(Bloomberg) -- Zambian inflation slowed to a two-and-a-half year-low in April, easing pressure on the central bank’s monetary policy committee to raise interest rates when it meets next month.

Consumer prices rose 11.5% from a year earlier, compared with 13.1% in March, interim Statistician-General Mulenga Musepa told reporters Wednesday in Lusaka, the capital. Food-price growth slowed to 14.1% in April, compared with 15.3% in the previous month, and non-food inflation decelerated to 8.2% from 10.3%. Prices climbed 0.7% in the month. 

The slowdown for a ninth consecutive month supports the central bank’s view that inflation, which has breached the top of its 6% to 8% target band since May 2019, is trending downward. That may give the MPC room to keep the key interest rate unchanged on May 17 to assist the economy’s fragile recovery. Zambia’s Purchasing Managers’ Index declined to 49.6 in March, compared with 50.3 a month prior, with a level below 50 signaling a contraction.

The deceleration also gives the MPC time to assess the impact a stronger currency will have in offsetting upward price pressures caused by supply shocks from the war in Ukraine, the removal of fuel subsidies and Indonesia’s ban on cooking oil exports.

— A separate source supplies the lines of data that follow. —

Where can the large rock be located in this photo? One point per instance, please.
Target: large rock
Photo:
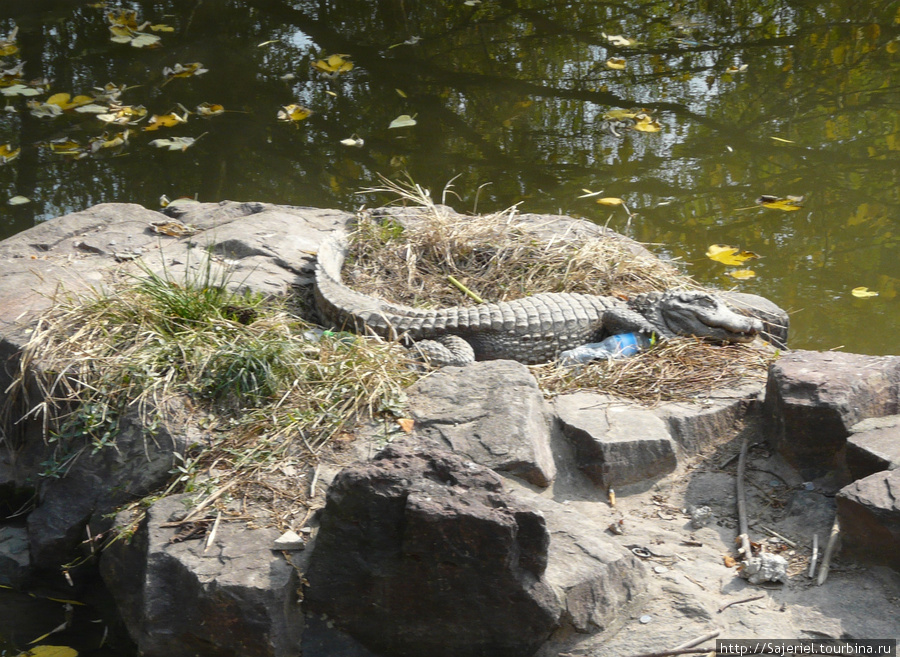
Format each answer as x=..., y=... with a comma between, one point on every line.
x=266, y=248
x=616, y=443
x=703, y=424
x=180, y=600
x=422, y=553
x=491, y=412
x=873, y=446
x=869, y=515
x=598, y=583
x=813, y=398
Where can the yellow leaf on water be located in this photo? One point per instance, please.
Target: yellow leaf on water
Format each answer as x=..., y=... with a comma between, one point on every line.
x=59, y=99
x=184, y=70
x=164, y=121
x=729, y=255
x=205, y=110
x=788, y=203
x=49, y=651
x=145, y=41
x=293, y=113
x=620, y=114
x=646, y=123
x=333, y=65
x=8, y=153
x=403, y=121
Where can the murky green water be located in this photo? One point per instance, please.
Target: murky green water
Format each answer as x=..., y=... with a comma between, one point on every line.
x=508, y=96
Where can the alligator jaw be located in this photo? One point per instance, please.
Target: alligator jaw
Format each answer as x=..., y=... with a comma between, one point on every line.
x=705, y=316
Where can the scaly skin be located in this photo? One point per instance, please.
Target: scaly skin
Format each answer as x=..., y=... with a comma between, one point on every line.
x=530, y=330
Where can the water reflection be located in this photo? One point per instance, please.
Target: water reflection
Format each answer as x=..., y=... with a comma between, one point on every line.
x=511, y=93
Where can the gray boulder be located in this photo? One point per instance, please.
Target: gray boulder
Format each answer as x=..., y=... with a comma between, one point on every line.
x=421, y=552
x=616, y=444
x=705, y=423
x=179, y=600
x=813, y=398
x=258, y=246
x=869, y=514
x=873, y=445
x=15, y=562
x=491, y=412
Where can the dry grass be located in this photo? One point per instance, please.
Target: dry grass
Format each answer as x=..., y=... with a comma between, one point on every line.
x=409, y=256
x=275, y=390
x=272, y=388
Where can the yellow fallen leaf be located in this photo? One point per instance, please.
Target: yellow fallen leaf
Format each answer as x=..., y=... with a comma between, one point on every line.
x=65, y=101
x=646, y=123
x=788, y=203
x=184, y=70
x=729, y=255
x=164, y=121
x=49, y=651
x=403, y=121
x=333, y=65
x=126, y=17
x=206, y=110
x=8, y=153
x=620, y=114
x=294, y=113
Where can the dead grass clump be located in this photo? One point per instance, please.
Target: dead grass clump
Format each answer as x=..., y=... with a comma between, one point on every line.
x=410, y=256
x=679, y=369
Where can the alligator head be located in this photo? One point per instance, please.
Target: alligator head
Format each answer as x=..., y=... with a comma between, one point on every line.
x=697, y=313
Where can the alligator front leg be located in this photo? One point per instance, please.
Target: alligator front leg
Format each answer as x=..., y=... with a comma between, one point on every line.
x=446, y=350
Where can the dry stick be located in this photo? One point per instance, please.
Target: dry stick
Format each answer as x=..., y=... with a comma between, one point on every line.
x=742, y=502
x=778, y=536
x=462, y=288
x=829, y=551
x=315, y=479
x=212, y=534
x=815, y=557
x=737, y=602
x=666, y=653
x=697, y=641
x=209, y=500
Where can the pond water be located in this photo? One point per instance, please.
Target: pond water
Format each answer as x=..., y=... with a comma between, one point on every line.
x=752, y=97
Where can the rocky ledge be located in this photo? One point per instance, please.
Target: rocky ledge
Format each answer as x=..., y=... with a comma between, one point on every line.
x=490, y=530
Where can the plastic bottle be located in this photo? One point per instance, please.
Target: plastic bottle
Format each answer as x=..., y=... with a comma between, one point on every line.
x=622, y=345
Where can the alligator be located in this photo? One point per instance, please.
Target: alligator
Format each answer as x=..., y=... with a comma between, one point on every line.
x=531, y=330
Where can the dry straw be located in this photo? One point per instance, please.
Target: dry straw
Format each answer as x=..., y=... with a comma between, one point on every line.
x=408, y=256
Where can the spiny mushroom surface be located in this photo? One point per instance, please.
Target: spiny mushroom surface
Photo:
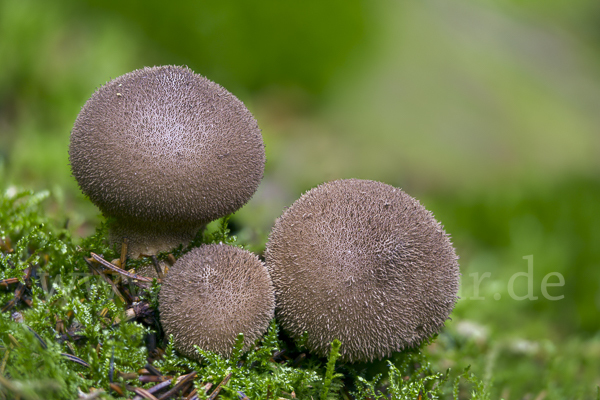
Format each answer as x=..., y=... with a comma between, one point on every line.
x=362, y=262
x=164, y=151
x=212, y=294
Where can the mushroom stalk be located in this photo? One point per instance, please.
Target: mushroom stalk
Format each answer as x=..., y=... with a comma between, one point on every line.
x=149, y=239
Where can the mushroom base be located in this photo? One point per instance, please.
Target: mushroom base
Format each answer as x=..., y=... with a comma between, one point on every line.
x=149, y=239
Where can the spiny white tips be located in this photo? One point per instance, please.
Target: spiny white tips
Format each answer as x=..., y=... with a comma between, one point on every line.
x=164, y=146
x=362, y=262
x=212, y=294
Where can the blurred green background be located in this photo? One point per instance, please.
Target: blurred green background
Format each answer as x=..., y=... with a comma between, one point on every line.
x=488, y=112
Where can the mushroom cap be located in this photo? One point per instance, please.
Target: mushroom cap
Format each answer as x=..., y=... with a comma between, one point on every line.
x=212, y=294
x=362, y=262
x=164, y=144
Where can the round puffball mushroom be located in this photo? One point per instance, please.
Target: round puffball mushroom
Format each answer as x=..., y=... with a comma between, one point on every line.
x=163, y=151
x=362, y=262
x=211, y=295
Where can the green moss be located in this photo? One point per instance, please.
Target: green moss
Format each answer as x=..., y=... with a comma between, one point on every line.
x=72, y=337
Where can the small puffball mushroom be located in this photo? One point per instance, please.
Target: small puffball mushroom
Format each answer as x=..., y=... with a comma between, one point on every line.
x=211, y=295
x=362, y=262
x=163, y=151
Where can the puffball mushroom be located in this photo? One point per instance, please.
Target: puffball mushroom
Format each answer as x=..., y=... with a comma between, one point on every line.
x=163, y=151
x=362, y=262
x=213, y=293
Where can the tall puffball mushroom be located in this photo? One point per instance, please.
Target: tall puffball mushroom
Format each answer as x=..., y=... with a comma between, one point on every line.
x=213, y=293
x=163, y=151
x=362, y=262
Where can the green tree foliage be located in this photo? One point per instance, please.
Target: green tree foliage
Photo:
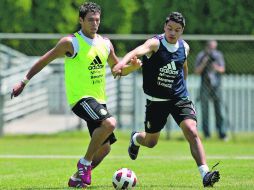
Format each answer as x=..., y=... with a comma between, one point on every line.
x=125, y=17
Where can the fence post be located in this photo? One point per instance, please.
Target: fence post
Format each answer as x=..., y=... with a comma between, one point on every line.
x=1, y=108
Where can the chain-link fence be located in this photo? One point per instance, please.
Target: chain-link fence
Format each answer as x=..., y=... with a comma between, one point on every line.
x=231, y=106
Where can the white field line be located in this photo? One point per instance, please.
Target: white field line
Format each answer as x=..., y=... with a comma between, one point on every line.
x=220, y=157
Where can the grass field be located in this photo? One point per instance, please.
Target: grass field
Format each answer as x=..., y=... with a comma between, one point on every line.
x=46, y=162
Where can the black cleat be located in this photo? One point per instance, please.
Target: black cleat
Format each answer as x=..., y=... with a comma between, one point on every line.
x=211, y=178
x=133, y=149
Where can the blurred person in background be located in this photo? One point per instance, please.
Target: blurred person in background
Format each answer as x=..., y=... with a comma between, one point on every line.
x=86, y=55
x=210, y=65
x=165, y=72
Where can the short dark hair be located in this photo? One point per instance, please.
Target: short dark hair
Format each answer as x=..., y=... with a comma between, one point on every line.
x=176, y=17
x=89, y=7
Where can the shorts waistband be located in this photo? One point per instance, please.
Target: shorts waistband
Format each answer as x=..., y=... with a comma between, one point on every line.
x=155, y=99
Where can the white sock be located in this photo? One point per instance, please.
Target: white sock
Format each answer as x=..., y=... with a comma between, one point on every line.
x=203, y=169
x=134, y=138
x=85, y=162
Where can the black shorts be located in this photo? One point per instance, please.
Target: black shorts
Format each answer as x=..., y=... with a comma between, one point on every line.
x=93, y=113
x=157, y=113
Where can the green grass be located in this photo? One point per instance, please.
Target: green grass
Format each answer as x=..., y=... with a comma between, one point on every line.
x=167, y=166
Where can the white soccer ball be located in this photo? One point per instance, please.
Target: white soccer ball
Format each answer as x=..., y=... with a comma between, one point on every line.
x=124, y=178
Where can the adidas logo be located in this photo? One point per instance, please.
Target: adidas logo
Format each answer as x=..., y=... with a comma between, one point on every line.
x=96, y=64
x=170, y=68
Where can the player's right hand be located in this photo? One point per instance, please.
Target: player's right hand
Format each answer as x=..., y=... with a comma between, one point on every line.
x=17, y=89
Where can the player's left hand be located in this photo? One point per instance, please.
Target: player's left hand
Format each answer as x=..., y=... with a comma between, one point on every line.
x=136, y=62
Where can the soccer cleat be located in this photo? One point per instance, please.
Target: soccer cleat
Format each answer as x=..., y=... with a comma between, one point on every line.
x=76, y=182
x=211, y=178
x=133, y=149
x=84, y=173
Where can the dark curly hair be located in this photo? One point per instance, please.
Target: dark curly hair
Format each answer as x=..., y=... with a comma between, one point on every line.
x=88, y=7
x=176, y=17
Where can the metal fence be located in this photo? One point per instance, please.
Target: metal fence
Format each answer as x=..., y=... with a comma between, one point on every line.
x=125, y=96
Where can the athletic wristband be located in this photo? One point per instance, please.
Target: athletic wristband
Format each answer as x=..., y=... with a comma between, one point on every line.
x=25, y=81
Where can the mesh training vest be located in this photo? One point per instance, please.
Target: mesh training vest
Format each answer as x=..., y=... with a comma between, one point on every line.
x=85, y=73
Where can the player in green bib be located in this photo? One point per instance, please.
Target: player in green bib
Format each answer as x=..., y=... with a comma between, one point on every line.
x=86, y=55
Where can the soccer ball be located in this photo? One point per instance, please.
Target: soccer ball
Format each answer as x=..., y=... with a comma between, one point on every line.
x=124, y=178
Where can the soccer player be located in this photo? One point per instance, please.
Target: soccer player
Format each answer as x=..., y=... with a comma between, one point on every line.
x=86, y=54
x=165, y=71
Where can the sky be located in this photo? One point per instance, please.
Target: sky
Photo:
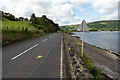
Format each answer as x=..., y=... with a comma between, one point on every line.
x=64, y=12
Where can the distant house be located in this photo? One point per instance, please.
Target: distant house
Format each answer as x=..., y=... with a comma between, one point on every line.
x=85, y=27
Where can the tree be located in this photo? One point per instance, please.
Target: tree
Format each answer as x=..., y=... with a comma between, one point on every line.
x=33, y=19
x=21, y=18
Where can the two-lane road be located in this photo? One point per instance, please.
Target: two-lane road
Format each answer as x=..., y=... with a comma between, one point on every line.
x=36, y=58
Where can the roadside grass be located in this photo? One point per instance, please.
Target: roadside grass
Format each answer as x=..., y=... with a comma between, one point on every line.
x=12, y=36
x=16, y=25
x=93, y=70
x=78, y=44
x=15, y=31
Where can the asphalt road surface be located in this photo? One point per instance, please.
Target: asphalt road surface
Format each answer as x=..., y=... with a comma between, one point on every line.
x=36, y=58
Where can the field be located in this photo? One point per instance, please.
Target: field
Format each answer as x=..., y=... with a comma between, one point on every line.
x=15, y=31
x=108, y=25
x=16, y=25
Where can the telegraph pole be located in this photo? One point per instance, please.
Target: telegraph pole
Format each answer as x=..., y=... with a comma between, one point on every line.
x=82, y=38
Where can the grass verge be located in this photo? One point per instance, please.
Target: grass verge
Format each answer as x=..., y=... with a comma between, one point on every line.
x=12, y=36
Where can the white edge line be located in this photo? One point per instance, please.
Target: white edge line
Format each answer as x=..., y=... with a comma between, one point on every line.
x=61, y=60
x=44, y=40
x=24, y=52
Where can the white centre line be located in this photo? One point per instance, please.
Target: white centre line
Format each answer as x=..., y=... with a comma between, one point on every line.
x=24, y=52
x=44, y=40
x=50, y=36
x=61, y=61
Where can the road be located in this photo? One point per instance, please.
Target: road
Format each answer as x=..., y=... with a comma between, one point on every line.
x=36, y=58
x=102, y=59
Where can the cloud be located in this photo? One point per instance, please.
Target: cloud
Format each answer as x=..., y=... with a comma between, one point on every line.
x=61, y=11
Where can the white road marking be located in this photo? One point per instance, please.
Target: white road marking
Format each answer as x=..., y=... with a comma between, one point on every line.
x=50, y=36
x=61, y=60
x=38, y=65
x=24, y=52
x=44, y=40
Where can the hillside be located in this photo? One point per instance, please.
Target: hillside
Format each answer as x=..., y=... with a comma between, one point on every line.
x=19, y=29
x=111, y=25
x=16, y=25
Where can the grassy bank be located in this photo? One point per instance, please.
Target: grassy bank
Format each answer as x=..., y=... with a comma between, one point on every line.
x=16, y=31
x=12, y=36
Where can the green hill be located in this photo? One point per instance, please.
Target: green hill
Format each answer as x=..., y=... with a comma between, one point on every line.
x=16, y=25
x=111, y=25
x=19, y=29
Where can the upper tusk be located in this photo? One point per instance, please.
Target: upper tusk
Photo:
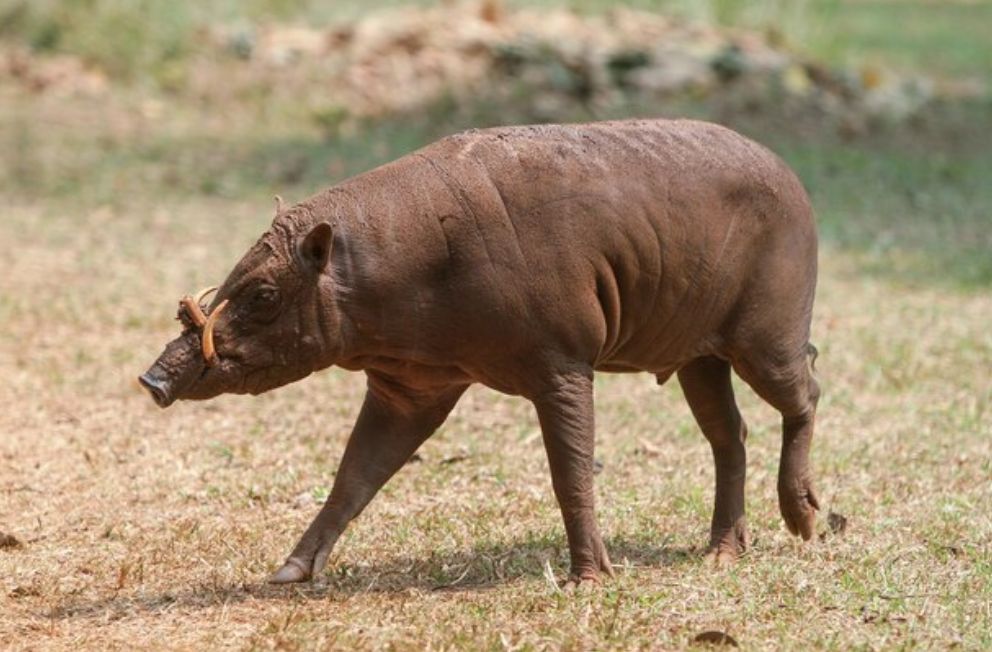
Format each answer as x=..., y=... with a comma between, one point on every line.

Zambia imports everything from fuel to food, so currency volatility has a major bearing on price growth.

The kwacha has appreciated 6% against the dollar this month, making it the best performing currency on the continent. The gain has been partly driven by China committing to join a creditors’ committee to restructure about $17.3 billion of Zambia’s external debt, after it became the first African nation to default in the pandemic era.

Reworking the debt is key to the southern African nation getting $1.4 billion bailout from the International Monetary Fund, which would also unlock further concessional financing.